It has been suggested that oxidative stress, a redox state imbalance, impaired energetic metabolism, cell apoptosis and inflammation are likely associated with cisplatin-induced acute kidney injury (AKI) (Miller et al., 2010). Recent studies have also demonstrated that mitochondrial dysfunction occurs in tubular epithelial cell injury and negatively affects the recovery of renal function in cisplatin-induced AKI (Zhan et al., 2013; Yang et al., 2014). Mitochondria are remarkably dynamic organelles that constantly undergo fusion and fission to maintain their integrity and quantity, and they play essential roles in many aspects of biology in tubular epithelial cells (Brooks et al., 2009; Palmer et al., 2011; Friedman and Nunnari, 2014). Sirtuin 3 (SIRT3) has been demonstrated to protect against tubular injury in a cisplatin-induced AKI animal model by preserving mitochondrial integrity, suggesting that elevating renal SIRT3 expression to improve mitochondrial dynamics is a potential strategy for improving the outcome of AKI (Morigi et al., 2015). SIRT3 is an important member of the sirtuin family, and it is the major acetylation enzyme located in mammalian mitochondria (Michishita et al., 2005). Recent studies have indicated that metabolic enzymes and oxidative phosphorylation proteins that are potentially regulated via deacetylation by SIRT3 are important for mitochondrial energy production, metabolic homeostasis, and cell survival and longevity (Ahn et al., 2008; Verdin et al., 2010; Wu et al., 2013). In addition, SIRT3 increases the activities of antioxidant enzymes and enhances the clearance of mitochondrial reactive oxygen species (mtROS), thereby reducing ROS-mediated cell damage and maintaining cellular homeostasis (Kong et al., 2010; Bell and Guarente, 2011; Chen et al., 2013). However, an effective strategy for the treatment of tubular mitochondrial dysfunction in AKI remains to be identified.

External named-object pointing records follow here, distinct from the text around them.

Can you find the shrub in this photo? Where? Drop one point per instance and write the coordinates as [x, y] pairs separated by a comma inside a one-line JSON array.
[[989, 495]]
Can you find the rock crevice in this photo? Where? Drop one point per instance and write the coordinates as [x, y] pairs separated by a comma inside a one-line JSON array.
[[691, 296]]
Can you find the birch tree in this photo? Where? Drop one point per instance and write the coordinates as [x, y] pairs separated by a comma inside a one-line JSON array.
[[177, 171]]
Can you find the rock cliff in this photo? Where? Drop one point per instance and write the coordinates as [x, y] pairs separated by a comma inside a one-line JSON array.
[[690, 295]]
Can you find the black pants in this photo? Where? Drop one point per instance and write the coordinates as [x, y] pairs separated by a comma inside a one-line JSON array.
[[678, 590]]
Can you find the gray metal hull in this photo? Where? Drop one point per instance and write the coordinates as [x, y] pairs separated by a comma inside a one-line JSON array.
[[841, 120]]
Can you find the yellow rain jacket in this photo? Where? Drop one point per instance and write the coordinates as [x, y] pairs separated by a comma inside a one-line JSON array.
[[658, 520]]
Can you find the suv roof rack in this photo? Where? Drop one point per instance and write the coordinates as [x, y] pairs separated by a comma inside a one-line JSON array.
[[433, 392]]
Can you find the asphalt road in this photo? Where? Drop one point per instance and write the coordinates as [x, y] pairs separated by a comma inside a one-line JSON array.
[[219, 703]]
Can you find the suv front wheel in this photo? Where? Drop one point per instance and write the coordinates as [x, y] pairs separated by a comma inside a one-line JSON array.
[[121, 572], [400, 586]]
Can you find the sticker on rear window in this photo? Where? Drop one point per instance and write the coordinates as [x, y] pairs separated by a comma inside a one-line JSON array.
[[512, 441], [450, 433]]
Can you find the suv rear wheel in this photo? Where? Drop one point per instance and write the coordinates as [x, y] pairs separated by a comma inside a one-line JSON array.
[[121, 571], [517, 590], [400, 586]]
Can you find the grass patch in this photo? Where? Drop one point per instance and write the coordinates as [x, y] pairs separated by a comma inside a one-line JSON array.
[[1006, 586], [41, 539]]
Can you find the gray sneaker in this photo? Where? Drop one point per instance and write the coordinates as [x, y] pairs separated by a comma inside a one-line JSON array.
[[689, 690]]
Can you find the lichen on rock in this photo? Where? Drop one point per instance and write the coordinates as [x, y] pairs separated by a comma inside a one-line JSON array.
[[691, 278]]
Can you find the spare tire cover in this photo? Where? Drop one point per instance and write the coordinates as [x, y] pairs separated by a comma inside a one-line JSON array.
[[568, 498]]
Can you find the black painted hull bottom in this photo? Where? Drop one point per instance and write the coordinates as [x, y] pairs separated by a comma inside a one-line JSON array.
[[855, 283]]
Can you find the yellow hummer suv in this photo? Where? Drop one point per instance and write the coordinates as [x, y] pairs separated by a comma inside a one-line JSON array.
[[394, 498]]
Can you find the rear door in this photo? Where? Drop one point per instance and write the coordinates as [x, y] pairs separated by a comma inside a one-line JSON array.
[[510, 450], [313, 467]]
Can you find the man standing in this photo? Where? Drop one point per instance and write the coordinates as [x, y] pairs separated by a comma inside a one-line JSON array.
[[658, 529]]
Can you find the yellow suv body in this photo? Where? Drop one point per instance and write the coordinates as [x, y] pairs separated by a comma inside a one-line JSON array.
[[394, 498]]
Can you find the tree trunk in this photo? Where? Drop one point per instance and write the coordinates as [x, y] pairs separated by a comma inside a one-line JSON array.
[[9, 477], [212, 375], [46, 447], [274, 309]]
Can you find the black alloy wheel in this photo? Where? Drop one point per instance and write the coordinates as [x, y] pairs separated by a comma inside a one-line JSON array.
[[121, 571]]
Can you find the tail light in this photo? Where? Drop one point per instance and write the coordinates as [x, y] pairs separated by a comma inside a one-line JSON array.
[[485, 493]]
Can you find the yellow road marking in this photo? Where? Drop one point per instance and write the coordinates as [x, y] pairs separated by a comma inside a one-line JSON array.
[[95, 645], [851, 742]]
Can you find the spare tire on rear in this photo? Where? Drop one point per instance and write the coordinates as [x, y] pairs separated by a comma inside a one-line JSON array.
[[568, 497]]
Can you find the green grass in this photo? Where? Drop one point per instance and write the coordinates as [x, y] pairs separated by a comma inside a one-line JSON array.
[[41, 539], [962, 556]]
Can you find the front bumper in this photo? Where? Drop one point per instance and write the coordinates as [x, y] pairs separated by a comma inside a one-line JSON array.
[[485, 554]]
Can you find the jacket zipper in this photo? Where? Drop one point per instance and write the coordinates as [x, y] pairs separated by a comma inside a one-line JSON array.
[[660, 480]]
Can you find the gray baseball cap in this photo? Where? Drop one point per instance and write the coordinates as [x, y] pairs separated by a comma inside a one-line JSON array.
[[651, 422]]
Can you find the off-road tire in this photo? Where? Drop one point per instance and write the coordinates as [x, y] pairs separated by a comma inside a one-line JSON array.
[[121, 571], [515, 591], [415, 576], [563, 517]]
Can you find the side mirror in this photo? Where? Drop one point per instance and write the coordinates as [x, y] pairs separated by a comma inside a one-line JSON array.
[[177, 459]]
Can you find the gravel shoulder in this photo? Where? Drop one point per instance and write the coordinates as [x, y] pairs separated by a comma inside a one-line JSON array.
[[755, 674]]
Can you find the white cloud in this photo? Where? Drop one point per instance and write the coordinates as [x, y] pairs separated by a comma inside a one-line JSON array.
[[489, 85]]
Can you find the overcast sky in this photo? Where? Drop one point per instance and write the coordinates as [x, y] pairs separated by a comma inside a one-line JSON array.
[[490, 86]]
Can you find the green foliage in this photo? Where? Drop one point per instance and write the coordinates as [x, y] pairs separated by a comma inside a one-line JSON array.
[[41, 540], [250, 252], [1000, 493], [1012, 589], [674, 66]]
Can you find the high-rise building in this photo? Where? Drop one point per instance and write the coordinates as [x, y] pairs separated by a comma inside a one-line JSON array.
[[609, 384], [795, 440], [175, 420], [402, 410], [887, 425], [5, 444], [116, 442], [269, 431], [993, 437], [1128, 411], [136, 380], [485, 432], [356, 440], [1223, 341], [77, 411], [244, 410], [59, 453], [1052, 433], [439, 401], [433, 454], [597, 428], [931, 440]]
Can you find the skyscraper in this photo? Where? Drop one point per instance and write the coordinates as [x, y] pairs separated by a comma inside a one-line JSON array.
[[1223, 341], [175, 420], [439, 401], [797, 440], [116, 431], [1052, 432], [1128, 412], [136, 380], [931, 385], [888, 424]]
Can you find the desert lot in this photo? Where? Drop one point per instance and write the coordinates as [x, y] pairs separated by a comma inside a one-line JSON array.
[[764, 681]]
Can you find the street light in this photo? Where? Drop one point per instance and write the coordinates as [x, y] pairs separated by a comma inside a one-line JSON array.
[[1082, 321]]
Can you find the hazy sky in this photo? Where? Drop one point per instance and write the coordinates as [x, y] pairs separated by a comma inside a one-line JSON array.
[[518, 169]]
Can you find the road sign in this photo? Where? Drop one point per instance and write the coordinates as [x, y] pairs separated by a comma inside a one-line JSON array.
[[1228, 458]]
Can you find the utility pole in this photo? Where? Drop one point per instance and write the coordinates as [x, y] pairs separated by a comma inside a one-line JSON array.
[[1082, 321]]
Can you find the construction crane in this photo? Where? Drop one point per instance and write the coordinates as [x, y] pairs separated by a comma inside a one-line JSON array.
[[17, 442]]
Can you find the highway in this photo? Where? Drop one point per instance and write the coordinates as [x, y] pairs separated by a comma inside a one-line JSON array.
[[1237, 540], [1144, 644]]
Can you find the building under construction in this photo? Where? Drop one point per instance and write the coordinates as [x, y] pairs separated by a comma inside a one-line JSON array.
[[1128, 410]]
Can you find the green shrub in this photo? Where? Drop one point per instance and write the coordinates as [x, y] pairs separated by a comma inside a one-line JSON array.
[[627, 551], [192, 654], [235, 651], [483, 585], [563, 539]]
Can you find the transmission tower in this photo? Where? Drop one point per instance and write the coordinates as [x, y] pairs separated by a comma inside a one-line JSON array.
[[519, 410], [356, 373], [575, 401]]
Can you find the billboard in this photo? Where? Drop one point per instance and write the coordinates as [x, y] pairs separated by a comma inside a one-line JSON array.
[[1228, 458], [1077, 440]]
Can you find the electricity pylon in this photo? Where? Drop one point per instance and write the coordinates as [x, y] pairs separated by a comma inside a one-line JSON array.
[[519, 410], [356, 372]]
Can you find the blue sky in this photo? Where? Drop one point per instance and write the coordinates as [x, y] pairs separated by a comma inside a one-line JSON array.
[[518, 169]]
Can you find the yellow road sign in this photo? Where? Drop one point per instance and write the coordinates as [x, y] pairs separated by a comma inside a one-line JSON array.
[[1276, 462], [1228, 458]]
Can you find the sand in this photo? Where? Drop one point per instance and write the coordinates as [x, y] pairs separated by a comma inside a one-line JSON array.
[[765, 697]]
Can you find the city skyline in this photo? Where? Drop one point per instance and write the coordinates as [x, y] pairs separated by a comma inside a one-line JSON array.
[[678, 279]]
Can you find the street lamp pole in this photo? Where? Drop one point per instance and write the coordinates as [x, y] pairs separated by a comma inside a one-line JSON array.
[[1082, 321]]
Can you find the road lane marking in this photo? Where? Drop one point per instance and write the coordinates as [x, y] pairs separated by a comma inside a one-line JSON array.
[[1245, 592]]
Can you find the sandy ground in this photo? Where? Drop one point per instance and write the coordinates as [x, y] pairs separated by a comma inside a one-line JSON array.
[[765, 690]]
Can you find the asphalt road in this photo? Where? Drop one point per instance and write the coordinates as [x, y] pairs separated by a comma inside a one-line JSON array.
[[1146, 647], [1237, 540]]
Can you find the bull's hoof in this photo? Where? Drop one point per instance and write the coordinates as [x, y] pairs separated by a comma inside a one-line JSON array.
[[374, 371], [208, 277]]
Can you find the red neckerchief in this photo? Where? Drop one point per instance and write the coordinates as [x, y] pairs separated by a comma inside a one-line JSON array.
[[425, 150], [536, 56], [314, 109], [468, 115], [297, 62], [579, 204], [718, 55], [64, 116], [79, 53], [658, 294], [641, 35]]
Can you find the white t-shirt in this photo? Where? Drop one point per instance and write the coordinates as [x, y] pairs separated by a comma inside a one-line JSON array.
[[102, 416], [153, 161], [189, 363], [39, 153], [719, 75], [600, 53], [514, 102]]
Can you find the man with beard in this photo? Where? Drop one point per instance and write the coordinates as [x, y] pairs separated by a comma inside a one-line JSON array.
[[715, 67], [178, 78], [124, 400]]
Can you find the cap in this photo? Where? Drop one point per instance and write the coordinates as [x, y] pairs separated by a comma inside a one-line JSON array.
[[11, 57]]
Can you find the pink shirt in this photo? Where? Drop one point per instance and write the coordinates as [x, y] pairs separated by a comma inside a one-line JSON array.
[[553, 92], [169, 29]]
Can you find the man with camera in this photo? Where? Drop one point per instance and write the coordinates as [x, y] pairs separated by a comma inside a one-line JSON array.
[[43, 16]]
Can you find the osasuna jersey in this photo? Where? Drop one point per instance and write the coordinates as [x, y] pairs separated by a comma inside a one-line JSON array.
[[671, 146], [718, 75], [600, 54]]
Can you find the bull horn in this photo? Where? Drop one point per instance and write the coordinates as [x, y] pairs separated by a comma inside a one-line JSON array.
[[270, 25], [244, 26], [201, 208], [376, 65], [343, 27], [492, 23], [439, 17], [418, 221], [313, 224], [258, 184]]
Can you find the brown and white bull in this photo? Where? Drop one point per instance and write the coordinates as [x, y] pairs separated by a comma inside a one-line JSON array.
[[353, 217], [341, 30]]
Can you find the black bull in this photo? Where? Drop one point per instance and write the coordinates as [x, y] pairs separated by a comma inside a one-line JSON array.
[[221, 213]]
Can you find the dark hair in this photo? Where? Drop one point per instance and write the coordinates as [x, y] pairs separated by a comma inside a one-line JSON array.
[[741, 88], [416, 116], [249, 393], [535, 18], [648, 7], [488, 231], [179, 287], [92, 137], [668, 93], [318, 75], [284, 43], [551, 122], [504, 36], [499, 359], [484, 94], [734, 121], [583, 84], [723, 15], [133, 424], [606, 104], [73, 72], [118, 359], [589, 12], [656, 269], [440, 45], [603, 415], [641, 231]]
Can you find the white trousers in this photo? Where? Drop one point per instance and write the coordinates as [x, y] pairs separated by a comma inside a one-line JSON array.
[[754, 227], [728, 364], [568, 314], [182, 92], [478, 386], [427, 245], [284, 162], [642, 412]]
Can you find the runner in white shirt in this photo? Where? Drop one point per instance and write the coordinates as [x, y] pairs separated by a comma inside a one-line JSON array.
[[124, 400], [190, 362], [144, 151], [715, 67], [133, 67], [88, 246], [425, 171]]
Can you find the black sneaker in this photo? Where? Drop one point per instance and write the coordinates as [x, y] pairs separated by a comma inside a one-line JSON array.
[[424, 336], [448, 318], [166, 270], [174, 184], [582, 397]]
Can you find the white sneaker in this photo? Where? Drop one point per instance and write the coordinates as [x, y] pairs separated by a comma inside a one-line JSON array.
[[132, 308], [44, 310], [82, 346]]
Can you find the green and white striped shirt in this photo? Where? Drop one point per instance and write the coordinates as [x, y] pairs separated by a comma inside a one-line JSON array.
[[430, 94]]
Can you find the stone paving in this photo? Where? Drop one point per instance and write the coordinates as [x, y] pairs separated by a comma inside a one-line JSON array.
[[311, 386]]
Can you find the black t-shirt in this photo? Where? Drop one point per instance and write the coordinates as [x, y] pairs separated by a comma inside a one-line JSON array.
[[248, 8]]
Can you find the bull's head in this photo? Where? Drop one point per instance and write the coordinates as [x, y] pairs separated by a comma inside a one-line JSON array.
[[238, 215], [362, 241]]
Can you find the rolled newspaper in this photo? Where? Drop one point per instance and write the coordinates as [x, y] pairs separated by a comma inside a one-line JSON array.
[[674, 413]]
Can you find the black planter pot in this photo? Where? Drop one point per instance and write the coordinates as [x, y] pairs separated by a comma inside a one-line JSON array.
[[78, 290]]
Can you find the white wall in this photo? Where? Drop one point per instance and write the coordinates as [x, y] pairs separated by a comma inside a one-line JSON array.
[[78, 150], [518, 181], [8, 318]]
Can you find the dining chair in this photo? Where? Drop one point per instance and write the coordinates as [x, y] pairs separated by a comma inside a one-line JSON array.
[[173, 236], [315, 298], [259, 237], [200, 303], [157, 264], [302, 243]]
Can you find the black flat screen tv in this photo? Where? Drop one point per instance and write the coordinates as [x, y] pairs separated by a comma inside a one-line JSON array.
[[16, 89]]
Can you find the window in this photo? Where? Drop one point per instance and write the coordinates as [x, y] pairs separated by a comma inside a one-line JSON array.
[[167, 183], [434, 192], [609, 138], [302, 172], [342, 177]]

Silybin, a polyphenolic flavonoid, is widely used to treat liver diseases due to its antioxidant, anti-inflammatory and antifibrogenic properties and its ability to stimulate DNA and RNA synthesis (Loguercio and Festi, 2011). The mechanism underlying cisplatin renal toxicity has been proposed to be the generation of free oxygen radicals and the inhibition of DNA, RNA, and protein synthesis (Miller et al., 2010). Therefore, we hypothesized that silybin would have an effect on the kidney in cisplatin-induced AKI. In the present study, we found that silybin improved mitochondrial function in tubular epithelial cells and ameliorated the decline in renal function in cisplatin-induced AKI. In addition, we found that SIRT3 expression was significantly repressed in tubular epithelial cells in cisplatin induced-AKI and that the administration of silybin increased this expression, leading to improvements in mitochondrial bioenergetics and kidney function. Taken together, our results provide evidence of a direct interaction between silybin and SIRT3 protein, suggesting that silybin therapy can optimize the clinical outcomes of cisplatin induced-AKI patients.

Materials and Methods

Mice and AKI Model

Animal maintenance and experimental procedures were conducted in accordance with protocols approved by the Animal Care Committee of the Sun Yat-sen University. SIRT3 knockout (KO) mice in an SV129 background were purchased from the Jackson Laboratory, and wild-type (WT) control mice were acquired from the Model Animal Research Center of Nanjing University (China). Male mice weighing approximately 20–25 g were administered cisplatin (20 mg/kg; Sigma–Aldrich, USA) or a vehicle by a single i.p. injection as previous articles reported (Gao et al., 2016; Suzuki et al., 2016). To investigate the effects of silybin on cisplatin-induced AKI, the mice were pretreated with 200 mg/kg silybin per day by intragastric administration for 7 days before and 3 days after cisplatin injection. The mice were sacrificed under anesthesia 72 h after cisplatin administration, and blood and kidney samples were collected and harvested for biochemical and histopathologic examinations.

Cell Culture

HK2 cells were obtained from the American Type Culture Collection (Manassas, VA, USA) and were grown in DMEM/F-12 (Gibco, USA) supplemented with 10% fetal bovine serum (FBS; Gibco, USA), 100 U/ml penicillin and 100 μg/ml streptomycin in a humidified atmosphere of 5% CO₂/95% air at 37°C. SIRT3 siRNA (Ribobio, China) was transfected into HK2 cells using Lipofectamine 3000 reagent (Invitrogen, USA) according to the manufacturer’s instructions. At 48 h after transfection, the cells were stimulated with cisplatin (5 μmol/L) for an additional 24 h in the presence or absence of silybin (50 μmol/L).

Histology and Immunohistochemistry

The kidney samples were fixed in 4% paraformaldehyde, stained with periodic acid-Schiff (PAS) staining, and observed by light microscopy. Cellular casts and necrosis were assessed in at least 20 randomly chosen fields by microscopy (×400). For SIRT3 immunohistochemical staining, 5-μm kidney sections were incubated with anti-SIRT3 (Cell Signaling Technology, USA), followed by incubation with the respective secondary antibodies. The quantification of SIRT3-positive tubular regions was performed by examining at least 20 fields (×200) for each mouse.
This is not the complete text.